"Ibaratnya kita mau mempersoalkan menangkap tikus tapi kita harus membakar rumahnya, itu kan terlalu berlebihan kalau itu terjadi," kata tokoh pers Suryopratomo atau Tommy dalam program Crosscheck by Medcom.id bertajuk 'Beres-Beres Bungkam Pers, Siasat Senyap di Akhir Kekuasaan?' di akun YouTube Medcom.id, Minggu sore, 19 Mei 2024.
Tommy mengatakan pada situasi mestinya membangun dan menata fungsi pers. Yakni, sebagai alat edukasi dan pemberi informasi yang berkualitas.
"Karena hal seperti itu harusnya kita perbaiki saja tidak perlu kemudian sekali lagi kita melebar kemana-mana sehingga kemudian out of context," ucap Tommy.
Baca juga: Daripada Revisi UU Penyiaran, Insan Pers Diajak Menerapkan Kaidah Jurnalistik |
Dubes RI untuk Singapura itu menilai persoalan yang dinilai DPR sehingga memerlukan revisi UU tentang Penyiaran, mestinya dibicarakan pada forum untuk merumuskan bersama. Sebab, Tommy menegaskan, tidak semua persoalan tidak harus diselesaikan dengan mengubah aturan perundang-undangan.
"Saya katakan analoginya, apakah mobil mogok ini karena kurang bensin ataukah karena sebetulnya akinya sudah batrenya sudah soak, atau starternya rusak atau apa yang harus diperbaiki. Tidak semua kemudian persoalannya adalah mengisi bensin, tidak semua persoalan itu kemudian diselesaikan dengan undang-undang," tegas Tommy.

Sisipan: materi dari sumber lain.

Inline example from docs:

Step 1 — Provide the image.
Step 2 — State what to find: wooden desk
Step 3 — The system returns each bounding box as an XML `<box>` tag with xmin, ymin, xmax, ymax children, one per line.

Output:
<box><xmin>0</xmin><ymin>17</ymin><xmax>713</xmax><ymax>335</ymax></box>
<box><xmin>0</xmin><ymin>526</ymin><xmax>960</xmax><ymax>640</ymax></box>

Draf revisi UU tentang Penyiaran menuai kontroversi. Pasal 50 B ayat 2 huruf (c) menjadi pasal yang paling disorot lantaran memuat aturan larangan adanya penyiaran eksklusif jurnalistik investigasi. Berikut bunyi pasal 50 B ayat 2 huruf (c):
“Selain memuat panduan kelayakan Isi Siaran dan Konten Siaran sebagaimana dimaksud pada ayat (1), SIS memuat larangan mengenai:...(c.) penayangan eksklusif jurnalistik investigasi.